Пусть дурью кажутся другим твои проблемы…

пусть дурью кажутся другим твои проблемы,
пусть беспросветностью сочится слов смола,
ты, не выдумывая, выбираешь темы
и часто путаешь, где БЫЛ, а где БЫЛА.

размер в стихах, как в сексе, очень важен,
его ни обмануть, ни обхитрить,
но если болью стих обезображен,
размер словами можно нарастить

и с наслаждением опять продолжишь пытку,
смычок твой приласкает канифоль,
используешь последнюю попытку,
влюбившись в одиночество как в роль.

не извинившись, усмехнёшься криво,
поплачешь, притворившись старым пнём,
и распугаешь всех продрогших у обрыва
своих израненных раскаяний огнём.

и вдруг, казнив отсутствием таланта,
тебя простит церквей уставших звон,
и честностью чистейшего брильянта
тебя утешит в тишине покой икон.

Незнакомый поэт

как лист опавший с дерева земного,
дышать уставший пустотою слова,
прильнувший к тишине чужих обид,
он наслаждался умиранием навзрыд.

он жизнью всех своею обжигал,
непрошеным огнём всегда сгорал,
он жаром сердца расплавлял металл,
но теплоты ему взамен никто не дал.

он каталог своих составит бед,
он сам себе за всех ответит «Нет»
и, обескоженный, он громко промолчит,
он сам затушит пламя у свечи.

и подметет судьба своей метлой
ушедшего до срока на покой,
погонит сквозь неверия тоску,
поможет дуло приложить к виску,

и напоследок запретит ему стонать,
чтоб никому уже не смог он помешать,
но он успеет всё равно сложить стишок:
«Меня не стало.

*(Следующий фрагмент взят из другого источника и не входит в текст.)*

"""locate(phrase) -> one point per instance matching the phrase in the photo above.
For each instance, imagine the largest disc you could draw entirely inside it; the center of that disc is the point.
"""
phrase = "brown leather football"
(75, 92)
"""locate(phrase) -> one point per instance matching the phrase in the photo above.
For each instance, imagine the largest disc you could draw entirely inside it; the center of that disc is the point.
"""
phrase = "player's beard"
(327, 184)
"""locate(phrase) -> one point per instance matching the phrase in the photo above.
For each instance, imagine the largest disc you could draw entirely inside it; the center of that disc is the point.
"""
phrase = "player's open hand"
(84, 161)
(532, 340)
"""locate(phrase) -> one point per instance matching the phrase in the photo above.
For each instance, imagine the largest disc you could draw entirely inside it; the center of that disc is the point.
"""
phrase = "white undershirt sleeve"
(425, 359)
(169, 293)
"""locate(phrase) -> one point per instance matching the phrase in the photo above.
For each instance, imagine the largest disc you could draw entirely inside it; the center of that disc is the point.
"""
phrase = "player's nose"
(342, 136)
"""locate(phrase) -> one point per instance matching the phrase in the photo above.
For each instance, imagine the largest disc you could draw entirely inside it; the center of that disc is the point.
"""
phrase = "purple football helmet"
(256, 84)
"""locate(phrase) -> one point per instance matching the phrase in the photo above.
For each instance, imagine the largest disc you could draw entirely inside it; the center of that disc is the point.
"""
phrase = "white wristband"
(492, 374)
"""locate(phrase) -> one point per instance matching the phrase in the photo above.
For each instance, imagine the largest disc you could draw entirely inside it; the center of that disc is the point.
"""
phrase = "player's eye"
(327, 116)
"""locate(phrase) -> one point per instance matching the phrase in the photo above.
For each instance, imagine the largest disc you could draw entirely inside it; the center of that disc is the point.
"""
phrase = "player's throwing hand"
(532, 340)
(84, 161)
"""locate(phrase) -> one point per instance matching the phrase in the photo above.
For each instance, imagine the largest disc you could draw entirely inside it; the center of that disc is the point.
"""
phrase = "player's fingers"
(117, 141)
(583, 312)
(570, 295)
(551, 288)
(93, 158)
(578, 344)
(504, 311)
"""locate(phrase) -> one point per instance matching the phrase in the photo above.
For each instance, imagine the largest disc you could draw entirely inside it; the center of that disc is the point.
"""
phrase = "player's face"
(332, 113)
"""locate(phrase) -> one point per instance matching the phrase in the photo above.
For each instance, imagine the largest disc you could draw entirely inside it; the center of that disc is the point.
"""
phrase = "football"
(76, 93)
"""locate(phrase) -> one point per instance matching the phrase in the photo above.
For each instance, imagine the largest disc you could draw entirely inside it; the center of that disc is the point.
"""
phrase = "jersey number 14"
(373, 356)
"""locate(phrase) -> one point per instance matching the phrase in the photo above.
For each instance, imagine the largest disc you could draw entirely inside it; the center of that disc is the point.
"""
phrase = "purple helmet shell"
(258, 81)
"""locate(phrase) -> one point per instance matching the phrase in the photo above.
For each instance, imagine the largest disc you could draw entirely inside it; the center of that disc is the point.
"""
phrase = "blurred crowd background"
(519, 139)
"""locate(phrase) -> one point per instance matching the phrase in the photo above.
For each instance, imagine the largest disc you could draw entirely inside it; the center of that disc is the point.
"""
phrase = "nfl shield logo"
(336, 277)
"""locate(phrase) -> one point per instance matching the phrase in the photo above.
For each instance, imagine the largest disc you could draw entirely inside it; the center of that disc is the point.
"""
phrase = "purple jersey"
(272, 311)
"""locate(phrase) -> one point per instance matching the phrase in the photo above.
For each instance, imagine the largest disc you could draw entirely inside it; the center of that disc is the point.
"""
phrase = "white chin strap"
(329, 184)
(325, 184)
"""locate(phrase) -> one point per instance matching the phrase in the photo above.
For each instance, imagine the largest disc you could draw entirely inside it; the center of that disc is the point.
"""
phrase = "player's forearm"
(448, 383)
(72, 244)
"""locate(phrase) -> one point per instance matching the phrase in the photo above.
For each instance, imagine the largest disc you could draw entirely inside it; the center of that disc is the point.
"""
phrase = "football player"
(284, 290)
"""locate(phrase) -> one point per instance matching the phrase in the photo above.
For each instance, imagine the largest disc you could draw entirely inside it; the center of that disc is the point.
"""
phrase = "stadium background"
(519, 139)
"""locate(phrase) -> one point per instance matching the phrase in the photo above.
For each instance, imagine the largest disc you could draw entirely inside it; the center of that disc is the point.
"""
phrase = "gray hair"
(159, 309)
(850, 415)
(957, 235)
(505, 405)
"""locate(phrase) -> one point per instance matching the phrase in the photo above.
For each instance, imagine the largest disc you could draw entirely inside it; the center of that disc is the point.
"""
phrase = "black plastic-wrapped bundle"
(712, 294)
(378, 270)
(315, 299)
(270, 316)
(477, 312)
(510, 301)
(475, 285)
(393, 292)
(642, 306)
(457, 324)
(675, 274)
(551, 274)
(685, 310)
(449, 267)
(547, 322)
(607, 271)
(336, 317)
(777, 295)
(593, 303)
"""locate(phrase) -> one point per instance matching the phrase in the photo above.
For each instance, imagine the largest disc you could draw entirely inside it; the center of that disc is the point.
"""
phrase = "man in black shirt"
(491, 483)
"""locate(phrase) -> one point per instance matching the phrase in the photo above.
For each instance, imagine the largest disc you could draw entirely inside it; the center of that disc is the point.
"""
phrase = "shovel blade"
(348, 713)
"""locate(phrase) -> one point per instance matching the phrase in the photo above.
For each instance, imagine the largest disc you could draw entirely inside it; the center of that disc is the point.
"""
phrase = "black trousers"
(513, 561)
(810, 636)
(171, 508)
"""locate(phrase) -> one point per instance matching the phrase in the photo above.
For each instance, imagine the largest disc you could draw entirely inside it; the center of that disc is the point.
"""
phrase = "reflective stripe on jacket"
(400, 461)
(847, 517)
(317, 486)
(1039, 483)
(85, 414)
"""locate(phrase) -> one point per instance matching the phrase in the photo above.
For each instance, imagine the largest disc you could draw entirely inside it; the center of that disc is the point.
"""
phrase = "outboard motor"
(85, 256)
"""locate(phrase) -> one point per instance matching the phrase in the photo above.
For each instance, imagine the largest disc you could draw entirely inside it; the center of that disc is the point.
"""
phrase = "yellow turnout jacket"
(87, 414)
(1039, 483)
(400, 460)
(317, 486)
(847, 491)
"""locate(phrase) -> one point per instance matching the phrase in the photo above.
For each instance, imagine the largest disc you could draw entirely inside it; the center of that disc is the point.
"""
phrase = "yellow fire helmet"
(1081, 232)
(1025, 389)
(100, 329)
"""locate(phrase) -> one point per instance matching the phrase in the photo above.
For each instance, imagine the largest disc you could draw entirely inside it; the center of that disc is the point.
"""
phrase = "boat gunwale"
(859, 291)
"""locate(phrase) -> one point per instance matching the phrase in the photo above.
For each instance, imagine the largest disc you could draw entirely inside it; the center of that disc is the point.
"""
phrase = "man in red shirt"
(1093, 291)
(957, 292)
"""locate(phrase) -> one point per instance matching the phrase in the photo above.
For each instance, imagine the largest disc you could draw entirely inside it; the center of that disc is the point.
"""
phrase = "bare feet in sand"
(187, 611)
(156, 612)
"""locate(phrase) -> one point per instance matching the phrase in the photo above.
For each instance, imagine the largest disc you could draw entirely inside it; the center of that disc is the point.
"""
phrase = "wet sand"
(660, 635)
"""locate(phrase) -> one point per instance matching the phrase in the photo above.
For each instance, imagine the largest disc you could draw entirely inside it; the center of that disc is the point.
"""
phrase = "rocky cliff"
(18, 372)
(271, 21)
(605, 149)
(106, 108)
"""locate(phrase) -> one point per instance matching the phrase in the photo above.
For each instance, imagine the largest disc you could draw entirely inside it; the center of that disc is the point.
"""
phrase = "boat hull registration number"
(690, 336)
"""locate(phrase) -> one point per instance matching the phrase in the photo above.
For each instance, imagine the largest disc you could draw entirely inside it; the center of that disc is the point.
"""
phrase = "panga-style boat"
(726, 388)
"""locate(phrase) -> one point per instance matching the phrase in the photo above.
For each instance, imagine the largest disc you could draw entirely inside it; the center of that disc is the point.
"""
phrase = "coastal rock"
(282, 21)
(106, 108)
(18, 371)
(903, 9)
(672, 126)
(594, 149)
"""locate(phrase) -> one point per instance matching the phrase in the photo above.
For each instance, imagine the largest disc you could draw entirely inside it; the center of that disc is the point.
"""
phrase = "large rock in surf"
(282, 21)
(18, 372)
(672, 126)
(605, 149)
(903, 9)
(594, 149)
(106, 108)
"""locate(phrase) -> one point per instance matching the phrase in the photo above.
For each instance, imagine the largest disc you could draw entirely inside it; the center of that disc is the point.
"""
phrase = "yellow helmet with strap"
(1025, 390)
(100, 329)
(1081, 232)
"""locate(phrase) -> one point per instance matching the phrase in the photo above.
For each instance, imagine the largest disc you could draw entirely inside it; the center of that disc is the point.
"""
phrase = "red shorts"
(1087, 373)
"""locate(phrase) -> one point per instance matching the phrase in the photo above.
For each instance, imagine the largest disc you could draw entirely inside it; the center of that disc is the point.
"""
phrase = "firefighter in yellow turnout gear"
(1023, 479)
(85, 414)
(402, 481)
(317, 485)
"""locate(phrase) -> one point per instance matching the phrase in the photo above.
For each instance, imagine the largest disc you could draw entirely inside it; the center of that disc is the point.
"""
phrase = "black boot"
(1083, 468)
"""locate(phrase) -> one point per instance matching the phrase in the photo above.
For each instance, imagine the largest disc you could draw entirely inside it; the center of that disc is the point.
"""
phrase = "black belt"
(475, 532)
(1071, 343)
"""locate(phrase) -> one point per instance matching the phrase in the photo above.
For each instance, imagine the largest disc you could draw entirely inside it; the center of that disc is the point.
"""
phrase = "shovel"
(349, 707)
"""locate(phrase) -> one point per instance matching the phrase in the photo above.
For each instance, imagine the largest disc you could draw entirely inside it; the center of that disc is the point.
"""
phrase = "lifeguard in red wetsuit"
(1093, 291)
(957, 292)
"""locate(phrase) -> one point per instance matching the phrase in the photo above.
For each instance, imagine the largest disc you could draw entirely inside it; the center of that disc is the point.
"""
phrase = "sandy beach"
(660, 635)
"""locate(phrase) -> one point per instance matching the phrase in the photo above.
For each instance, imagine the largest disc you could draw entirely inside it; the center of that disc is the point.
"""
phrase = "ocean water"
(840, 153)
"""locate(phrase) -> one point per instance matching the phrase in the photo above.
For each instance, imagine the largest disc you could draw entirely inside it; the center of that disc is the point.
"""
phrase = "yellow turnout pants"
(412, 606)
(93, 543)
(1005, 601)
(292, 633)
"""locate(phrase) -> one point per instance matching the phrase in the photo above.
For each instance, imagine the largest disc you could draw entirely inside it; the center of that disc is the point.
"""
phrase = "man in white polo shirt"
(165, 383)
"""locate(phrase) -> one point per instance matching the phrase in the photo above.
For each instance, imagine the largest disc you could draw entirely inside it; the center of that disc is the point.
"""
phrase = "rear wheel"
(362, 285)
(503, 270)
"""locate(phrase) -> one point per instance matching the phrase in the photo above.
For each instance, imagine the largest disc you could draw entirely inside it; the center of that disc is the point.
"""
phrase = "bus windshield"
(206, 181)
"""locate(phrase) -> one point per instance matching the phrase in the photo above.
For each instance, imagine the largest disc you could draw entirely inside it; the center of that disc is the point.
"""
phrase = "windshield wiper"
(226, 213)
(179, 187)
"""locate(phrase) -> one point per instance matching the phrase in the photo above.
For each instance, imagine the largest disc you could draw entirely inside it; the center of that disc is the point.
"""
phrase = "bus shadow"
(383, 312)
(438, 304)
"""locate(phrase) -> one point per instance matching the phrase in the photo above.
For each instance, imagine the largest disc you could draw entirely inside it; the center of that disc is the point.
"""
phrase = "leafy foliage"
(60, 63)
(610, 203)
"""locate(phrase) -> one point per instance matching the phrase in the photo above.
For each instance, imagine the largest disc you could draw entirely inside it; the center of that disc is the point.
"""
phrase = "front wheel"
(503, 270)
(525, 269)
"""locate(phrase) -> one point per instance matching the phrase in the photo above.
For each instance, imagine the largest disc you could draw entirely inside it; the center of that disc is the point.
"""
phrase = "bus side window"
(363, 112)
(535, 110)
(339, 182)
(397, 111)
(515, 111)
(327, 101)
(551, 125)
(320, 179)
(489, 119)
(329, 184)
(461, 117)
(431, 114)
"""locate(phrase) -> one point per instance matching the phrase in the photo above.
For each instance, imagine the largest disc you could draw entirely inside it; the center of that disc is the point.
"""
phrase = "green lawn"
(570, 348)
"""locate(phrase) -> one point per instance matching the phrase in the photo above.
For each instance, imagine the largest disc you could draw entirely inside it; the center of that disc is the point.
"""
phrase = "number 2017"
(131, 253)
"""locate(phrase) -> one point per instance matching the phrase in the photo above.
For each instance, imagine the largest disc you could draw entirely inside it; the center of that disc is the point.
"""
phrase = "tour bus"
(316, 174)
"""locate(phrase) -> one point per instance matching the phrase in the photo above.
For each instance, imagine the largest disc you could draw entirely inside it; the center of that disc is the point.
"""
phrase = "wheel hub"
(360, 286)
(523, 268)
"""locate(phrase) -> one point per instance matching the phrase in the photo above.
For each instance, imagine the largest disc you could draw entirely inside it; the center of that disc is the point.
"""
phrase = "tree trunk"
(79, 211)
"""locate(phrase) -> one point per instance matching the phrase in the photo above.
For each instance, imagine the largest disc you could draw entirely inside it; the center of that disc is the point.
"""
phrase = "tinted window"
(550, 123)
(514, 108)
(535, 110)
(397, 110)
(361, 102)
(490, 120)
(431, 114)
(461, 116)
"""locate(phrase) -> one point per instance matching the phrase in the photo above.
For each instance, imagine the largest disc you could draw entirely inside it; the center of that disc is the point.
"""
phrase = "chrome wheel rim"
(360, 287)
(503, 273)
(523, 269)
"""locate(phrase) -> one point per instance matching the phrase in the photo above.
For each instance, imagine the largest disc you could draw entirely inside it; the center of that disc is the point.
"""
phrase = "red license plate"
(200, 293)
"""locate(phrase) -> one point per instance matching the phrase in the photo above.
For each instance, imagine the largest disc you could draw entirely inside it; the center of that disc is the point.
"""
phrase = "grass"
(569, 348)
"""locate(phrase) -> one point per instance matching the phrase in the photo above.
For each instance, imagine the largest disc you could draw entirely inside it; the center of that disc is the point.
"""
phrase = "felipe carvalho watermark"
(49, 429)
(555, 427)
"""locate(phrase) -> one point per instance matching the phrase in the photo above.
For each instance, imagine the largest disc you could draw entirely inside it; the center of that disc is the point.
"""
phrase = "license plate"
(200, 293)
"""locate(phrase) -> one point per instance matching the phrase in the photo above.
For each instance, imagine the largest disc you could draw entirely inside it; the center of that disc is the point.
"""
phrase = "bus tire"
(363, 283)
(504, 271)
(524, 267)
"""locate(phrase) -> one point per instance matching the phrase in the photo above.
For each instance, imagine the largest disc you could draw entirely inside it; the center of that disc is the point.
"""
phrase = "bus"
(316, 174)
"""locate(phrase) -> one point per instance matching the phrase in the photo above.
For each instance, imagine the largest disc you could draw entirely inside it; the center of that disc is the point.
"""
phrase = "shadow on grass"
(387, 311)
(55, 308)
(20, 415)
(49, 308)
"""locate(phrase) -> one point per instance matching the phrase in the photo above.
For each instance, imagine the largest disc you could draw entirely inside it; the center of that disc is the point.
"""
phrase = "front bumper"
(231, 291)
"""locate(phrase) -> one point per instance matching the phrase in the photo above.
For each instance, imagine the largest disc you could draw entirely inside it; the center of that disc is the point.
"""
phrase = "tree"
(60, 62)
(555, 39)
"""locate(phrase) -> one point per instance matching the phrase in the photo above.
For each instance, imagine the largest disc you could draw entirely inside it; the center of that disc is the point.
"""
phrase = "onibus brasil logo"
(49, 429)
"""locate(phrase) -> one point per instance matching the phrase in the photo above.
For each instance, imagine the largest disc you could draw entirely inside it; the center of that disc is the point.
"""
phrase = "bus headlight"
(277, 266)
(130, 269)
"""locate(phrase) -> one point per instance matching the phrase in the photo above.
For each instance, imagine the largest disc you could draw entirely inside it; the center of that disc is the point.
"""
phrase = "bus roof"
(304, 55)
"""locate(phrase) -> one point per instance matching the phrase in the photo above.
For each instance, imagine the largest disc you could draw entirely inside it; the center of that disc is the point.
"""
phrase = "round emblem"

Вот и хорошо»

Ты ждешь ответа словно чуда…

ты ждешь ответа словно чуда,
как будто тишина не есть ответ,
как будто твоей жизни амплитуда
рассчитана на десять тысяч лет.

ты тратишь своё время на другого,
кто жизнь свою не тратит на тебя,
и так мучительно выдумываешь снова
причины всё простить, его любя.

давным-давно ты про него всё знаешь,
и всем понятно: вам не по пути,
но ты упрямо и упорно помогаешь
войти тому, кто собирается уйти.

и вот однажды, психанув, забудешь,
что ты ему не мать и не жена:
— Послушай, а ведь ты меня не любишь?
— Да нет! Люблю! Но… ты мне — не нужна.